4本立てのなかでなんとかマトモだったのが「人妻・未亡人 不倫 汗まみれ」で、そのものすごい題とは裏腹に「ヒューマン」な性格を醸しだすものだった。 いつかは役者になろうとアングラ劇団に所属しアルバイトで怪獣ショーの張りぼてを被って商店街のイベントで子供たちを相手に戯れる青年を公園の片隅で見初めたOLが一緒になって将来の夢を託して同棲し始めるのだが青年にかなり重度の心臓病があることが発覚し、うちでぶらぶらしていることを余儀なくされ夜の生活にもエンジンを全開できず女は不倫に走る。 男はあるときそれを知り事実を受け入れるが自分の夢を諦めきれずにそうすることで命の危機に晒される事を承知で怪獣ショーのきぐるみを被り子供たちの中に踊りこむところで話しは終わる。 モラルは妻の不倫を受け入れ自分の夢を追いつつそれで命が果てても本望だというロマンチシズムなのだ。 ここではそれまでに妻とのなれそめ、隣人達の不倫模様、寝取られ男に対する怒りなどの挿話に加えてゴジラの着ぐるみを半分脱いで後に妻になる事務員との初めての会話のシーンなど爽やかなロマンチシズムに溢れていて監督 ・脚本 の佐藤吏の青さが垣間見られるようなのだ。

この稿を記すのにネットを繰っていて制作年をみて驚いた。 人妻・未亡人、、、は2002年であり、そのトーンはまるで1980年代のものにしか見えず2000年以後とのギャップに驚かざるを得ない。 同様に他の3作も1990年以降のものとするとこれらの映画は70年代からの10年ほどをその生存世界と見立てて制作されたものように思える。 つまりノスタルジアの再生産に努めていることになる。 ネット・DVD世代には完全に接触することのなかった世界なのだろう。 これらロマンポルノをみる層を除いた圧倒的大多数の世代が現在のアダルト・ヴィデオを支えている屋台骨であり、そうなるとここは成人映画のジュラシック・パークなのだと思った。 だからチケットに学生割引とあってもそのボタンを押すのは日本映画に興味のあるマニアックな青年ぐらいなのではないか。 現にこのジャンルで今もこのような成人映画を製作し続けているグループ、会社があると知って先のない未来に向けて立ち向かうその営為に文化助成金を出してもいいのではないかと思うほどだ。 吉本新喜劇の定型猥雑さとこれら劇場成人映画には明らかに共通点があるようだ。 それは「俗情との結託」というその思想性である。 大衆に擦り寄る定型の笑いと性にたいする大衆的定型であり、笑いの方ははテレビを通じて茶の間に広がり続けるけれどこちらのほうは茶の間には浸透することはなく、劇場に集まる層はPCを操る生活をしているとも思えないからその結果・趨勢は火を見るよりも明らかである。 

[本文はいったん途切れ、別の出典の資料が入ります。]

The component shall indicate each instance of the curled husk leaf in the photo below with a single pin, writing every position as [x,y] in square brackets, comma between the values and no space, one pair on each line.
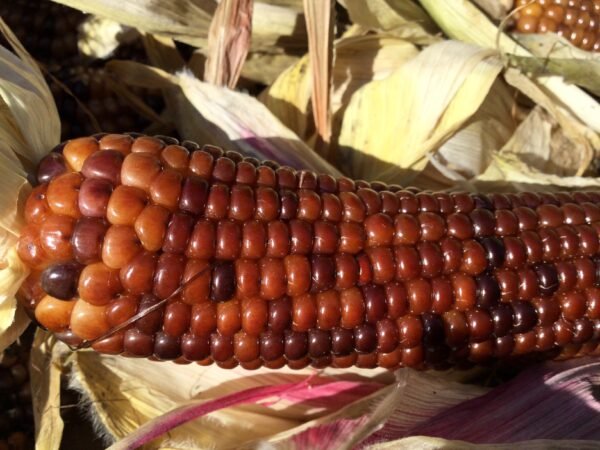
[29,126]
[219,116]
[391,125]
[99,38]
[402,18]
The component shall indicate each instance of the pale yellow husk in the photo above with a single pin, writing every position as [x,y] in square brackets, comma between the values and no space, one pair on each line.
[99,38]
[29,128]
[391,125]
[189,20]
[123,399]
[359,60]
[216,115]
[462,20]
[402,18]
[45,367]
[412,397]
[433,443]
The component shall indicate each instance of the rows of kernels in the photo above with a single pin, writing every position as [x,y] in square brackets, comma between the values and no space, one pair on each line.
[334,272]
[576,20]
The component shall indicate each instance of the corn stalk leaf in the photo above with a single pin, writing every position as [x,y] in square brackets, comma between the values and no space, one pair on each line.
[462,20]
[276,27]
[320,23]
[228,42]
[402,18]
[553,54]
[45,372]
[391,125]
[99,38]
[358,60]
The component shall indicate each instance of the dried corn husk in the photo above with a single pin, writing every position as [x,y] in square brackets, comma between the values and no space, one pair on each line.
[276,27]
[320,18]
[390,126]
[29,126]
[99,38]
[228,42]
[216,115]
[553,54]
[468,153]
[358,60]
[46,363]
[462,20]
[402,18]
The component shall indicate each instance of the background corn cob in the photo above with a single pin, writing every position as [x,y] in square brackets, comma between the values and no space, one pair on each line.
[576,20]
[16,415]
[302,268]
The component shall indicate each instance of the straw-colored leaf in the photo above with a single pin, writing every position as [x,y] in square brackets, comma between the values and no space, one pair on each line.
[402,18]
[215,115]
[288,98]
[228,42]
[413,397]
[29,123]
[434,443]
[265,67]
[496,9]
[99,38]
[184,20]
[553,54]
[45,372]
[391,125]
[574,144]
[163,53]
[359,60]
[462,20]
[468,153]
[320,19]
[29,128]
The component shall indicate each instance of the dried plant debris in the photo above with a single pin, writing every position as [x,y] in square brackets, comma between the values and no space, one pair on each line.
[49,31]
[90,100]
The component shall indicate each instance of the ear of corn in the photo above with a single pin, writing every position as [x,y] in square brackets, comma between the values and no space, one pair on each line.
[241,262]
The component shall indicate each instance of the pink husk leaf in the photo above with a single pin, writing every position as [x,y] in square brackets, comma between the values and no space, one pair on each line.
[557,400]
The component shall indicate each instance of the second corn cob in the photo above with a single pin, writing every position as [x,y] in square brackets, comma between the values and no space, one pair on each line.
[575,20]
[266,265]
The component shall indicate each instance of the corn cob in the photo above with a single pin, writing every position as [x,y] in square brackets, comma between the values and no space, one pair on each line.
[240,262]
[16,414]
[576,20]
[48,30]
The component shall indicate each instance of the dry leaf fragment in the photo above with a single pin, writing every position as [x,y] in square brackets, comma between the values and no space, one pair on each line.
[402,18]
[359,60]
[228,42]
[277,27]
[461,19]
[319,23]
[45,372]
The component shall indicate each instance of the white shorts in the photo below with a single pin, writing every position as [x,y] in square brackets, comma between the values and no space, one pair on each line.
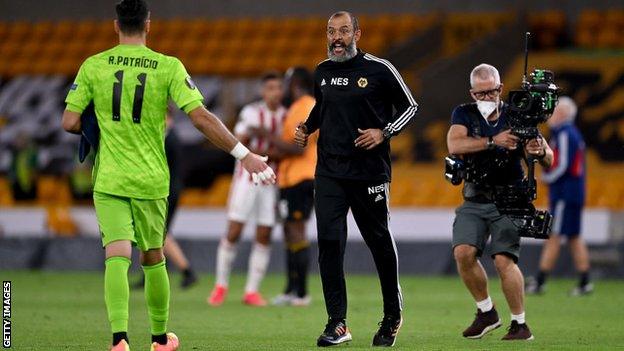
[248,201]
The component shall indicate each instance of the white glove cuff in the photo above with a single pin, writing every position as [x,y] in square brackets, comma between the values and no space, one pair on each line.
[239,151]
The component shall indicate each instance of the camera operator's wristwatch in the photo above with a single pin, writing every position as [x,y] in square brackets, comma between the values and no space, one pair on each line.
[490,143]
[386,133]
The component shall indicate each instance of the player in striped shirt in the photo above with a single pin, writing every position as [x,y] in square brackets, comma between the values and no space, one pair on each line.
[247,202]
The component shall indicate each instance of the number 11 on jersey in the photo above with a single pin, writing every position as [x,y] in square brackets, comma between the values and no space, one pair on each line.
[137,103]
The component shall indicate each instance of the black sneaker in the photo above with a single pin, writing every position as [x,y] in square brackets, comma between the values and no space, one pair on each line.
[484,323]
[336,332]
[188,280]
[518,332]
[388,329]
[583,290]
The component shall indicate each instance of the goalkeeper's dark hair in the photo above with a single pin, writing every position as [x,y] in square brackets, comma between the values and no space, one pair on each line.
[131,16]
[270,75]
[302,78]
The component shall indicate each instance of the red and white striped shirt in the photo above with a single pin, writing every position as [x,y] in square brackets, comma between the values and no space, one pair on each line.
[258,115]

尚、本作は他の成人映画と同様に、著しく性的感情を刺激するため青少年に観覧させることがその健全な育成を阻害すると認められる、として三重県などではH26年12月に有害な興行に指定されている。 今時の中学生に見せたとしても、著しく性的感情を刺激することはあっても健全な育成を阻害するとは思えない。 優れた芸術映画とは思えないけれど有害でもない。 規制条例で指定しているようにそう思うことが青少年の感性を過小評価している、なり青少年の感性をなめている、と看做してもいいのではないか。 吉本新喜劇にしてもこれらロマンポルノにしても退屈なほど大衆追随の定型娯楽で危険なものは露ほども含まれていない。 缶ビールをポケットにフラフラと入ってきて疎らな客席の一つに腰掛け、現実のものとも思えない動画に観入る年金手帳保持者たちにはその定型がロマンであり女子供たちのディズニー世界に対称されるものでもあるかもしれない。

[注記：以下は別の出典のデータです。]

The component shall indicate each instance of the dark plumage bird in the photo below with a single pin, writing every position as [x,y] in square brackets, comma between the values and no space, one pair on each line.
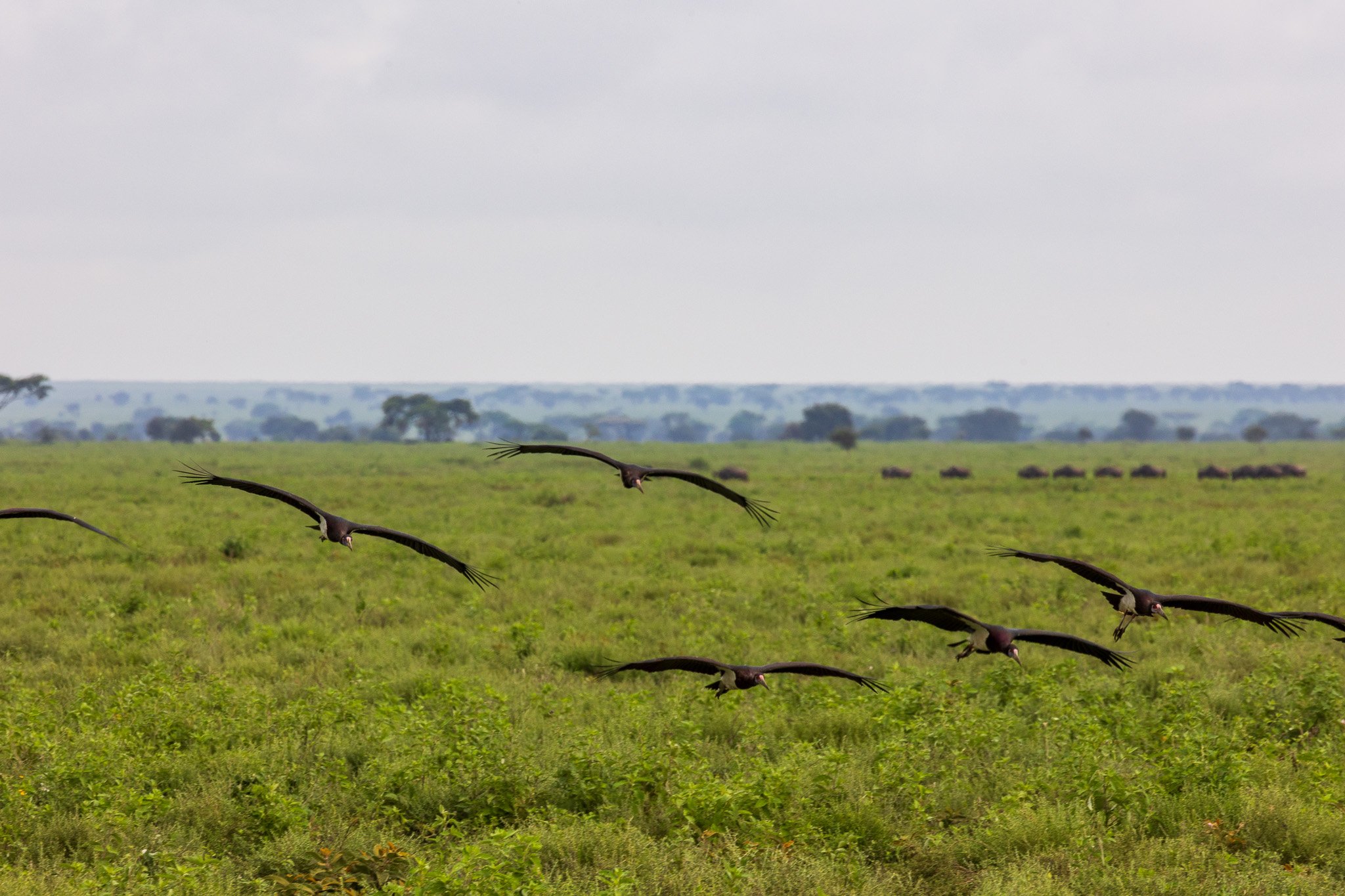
[43,513]
[739,677]
[985,637]
[634,475]
[1133,602]
[334,528]
[1337,622]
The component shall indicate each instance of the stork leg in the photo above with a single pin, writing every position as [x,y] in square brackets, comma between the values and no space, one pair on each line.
[1121,626]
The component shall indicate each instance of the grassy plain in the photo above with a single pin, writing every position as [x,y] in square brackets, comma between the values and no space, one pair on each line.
[209,708]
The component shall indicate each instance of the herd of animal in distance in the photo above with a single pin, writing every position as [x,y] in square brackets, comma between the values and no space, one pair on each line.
[1132,602]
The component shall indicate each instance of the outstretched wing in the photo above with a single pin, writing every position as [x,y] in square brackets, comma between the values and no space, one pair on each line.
[16,513]
[500,450]
[1079,567]
[827,672]
[197,476]
[699,666]
[422,545]
[934,614]
[1071,643]
[1337,622]
[759,511]
[1273,621]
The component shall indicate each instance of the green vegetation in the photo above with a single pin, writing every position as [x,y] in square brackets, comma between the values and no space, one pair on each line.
[232,707]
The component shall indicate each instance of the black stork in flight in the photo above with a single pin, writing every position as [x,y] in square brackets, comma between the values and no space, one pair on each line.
[739,677]
[43,513]
[634,475]
[984,637]
[334,528]
[1133,602]
[1336,622]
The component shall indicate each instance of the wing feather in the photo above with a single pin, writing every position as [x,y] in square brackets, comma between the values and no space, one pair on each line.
[829,672]
[1079,567]
[758,509]
[699,666]
[197,476]
[1273,621]
[934,614]
[423,547]
[1071,643]
[1336,622]
[500,450]
[43,513]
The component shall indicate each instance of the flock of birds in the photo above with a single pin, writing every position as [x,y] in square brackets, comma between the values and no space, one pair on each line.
[981,637]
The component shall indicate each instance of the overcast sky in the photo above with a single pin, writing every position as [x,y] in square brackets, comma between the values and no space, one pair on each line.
[673,191]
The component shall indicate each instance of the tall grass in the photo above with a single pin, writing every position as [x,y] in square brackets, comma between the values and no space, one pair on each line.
[205,712]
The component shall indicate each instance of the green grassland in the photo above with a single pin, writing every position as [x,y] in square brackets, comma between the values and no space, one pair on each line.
[205,711]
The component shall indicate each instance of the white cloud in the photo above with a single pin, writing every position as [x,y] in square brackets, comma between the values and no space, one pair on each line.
[689,191]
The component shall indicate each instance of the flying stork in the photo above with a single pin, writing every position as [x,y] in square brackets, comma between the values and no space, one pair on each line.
[738,677]
[19,513]
[634,475]
[334,528]
[1133,602]
[984,637]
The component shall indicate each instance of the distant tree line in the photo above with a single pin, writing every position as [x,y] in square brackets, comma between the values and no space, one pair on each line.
[444,417]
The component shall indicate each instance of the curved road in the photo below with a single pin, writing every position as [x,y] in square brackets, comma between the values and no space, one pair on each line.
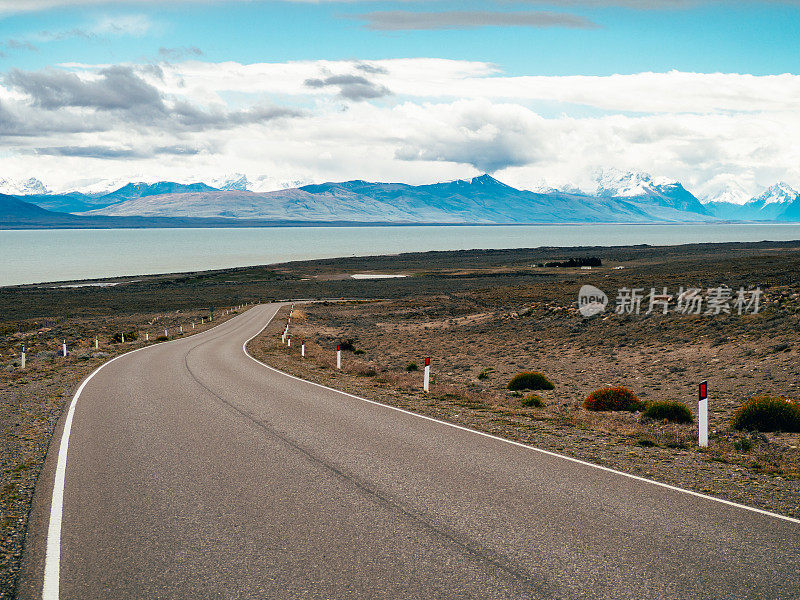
[195,472]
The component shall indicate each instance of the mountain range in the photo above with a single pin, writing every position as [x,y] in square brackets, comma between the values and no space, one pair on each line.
[618,198]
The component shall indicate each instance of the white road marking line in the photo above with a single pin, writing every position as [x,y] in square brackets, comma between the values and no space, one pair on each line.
[521,445]
[52,561]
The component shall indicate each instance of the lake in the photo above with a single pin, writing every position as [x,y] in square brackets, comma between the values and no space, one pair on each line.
[40,256]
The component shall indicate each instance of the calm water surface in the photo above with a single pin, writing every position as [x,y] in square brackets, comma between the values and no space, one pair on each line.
[38,256]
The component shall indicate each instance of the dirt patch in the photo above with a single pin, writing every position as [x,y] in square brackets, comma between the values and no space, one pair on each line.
[32,400]
[660,357]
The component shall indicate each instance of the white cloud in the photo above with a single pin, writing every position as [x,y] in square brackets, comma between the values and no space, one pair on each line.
[133,25]
[442,119]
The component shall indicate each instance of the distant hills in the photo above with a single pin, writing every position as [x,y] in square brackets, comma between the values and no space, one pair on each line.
[618,198]
[777,203]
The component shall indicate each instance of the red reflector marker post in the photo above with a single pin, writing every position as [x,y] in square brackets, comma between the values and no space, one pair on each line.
[702,414]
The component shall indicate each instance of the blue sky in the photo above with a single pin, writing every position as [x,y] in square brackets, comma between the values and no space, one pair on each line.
[752,37]
[412,91]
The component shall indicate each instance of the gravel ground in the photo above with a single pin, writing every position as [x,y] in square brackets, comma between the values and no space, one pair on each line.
[31,402]
[475,354]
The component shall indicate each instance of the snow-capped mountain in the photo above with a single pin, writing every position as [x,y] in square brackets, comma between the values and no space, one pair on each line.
[780,193]
[22,188]
[237,181]
[642,187]
[771,205]
[734,193]
[477,200]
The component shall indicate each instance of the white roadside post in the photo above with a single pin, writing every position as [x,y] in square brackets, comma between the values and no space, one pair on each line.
[702,415]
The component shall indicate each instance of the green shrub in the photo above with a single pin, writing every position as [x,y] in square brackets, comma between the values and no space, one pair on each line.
[613,398]
[768,413]
[533,401]
[675,412]
[530,380]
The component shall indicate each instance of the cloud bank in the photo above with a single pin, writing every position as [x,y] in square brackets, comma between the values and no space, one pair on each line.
[414,120]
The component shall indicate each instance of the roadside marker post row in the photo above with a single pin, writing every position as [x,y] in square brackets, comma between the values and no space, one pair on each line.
[427,378]
[702,414]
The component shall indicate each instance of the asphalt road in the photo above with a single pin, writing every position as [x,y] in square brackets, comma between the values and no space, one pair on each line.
[195,472]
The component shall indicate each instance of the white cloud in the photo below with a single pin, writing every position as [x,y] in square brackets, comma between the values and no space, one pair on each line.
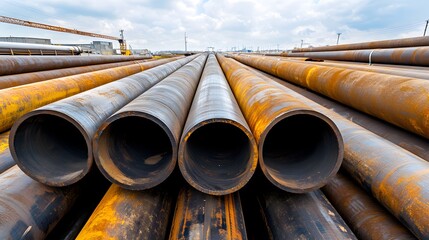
[223,24]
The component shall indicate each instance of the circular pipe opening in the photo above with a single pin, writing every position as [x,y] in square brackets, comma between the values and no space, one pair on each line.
[217,157]
[135,152]
[300,153]
[51,149]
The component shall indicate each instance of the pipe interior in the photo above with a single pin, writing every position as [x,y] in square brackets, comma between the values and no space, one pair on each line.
[51,147]
[217,156]
[300,151]
[134,150]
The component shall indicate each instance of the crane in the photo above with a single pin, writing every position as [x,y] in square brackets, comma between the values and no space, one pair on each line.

「女医の下半身 味わってみたい!」を観始めてその余りにも常套句、うんざりするようなシーンが続く話に辟易となり、もう充分とそこから売店のほうに出た。  記念にといろいろ貼ってあるレトロのポスターをカメラに収めていると事務所から支配人とおぼしき中年男が出てきて、暗いやろ、ちゃんと写るか、というので何とか写っている、見るか、とカメラのモニターを向けると、見たくもないわ、と吐き捨てるように言いどこかに消えた。 表に出ると雨は上がっていてまだ9時にもなっていなかった。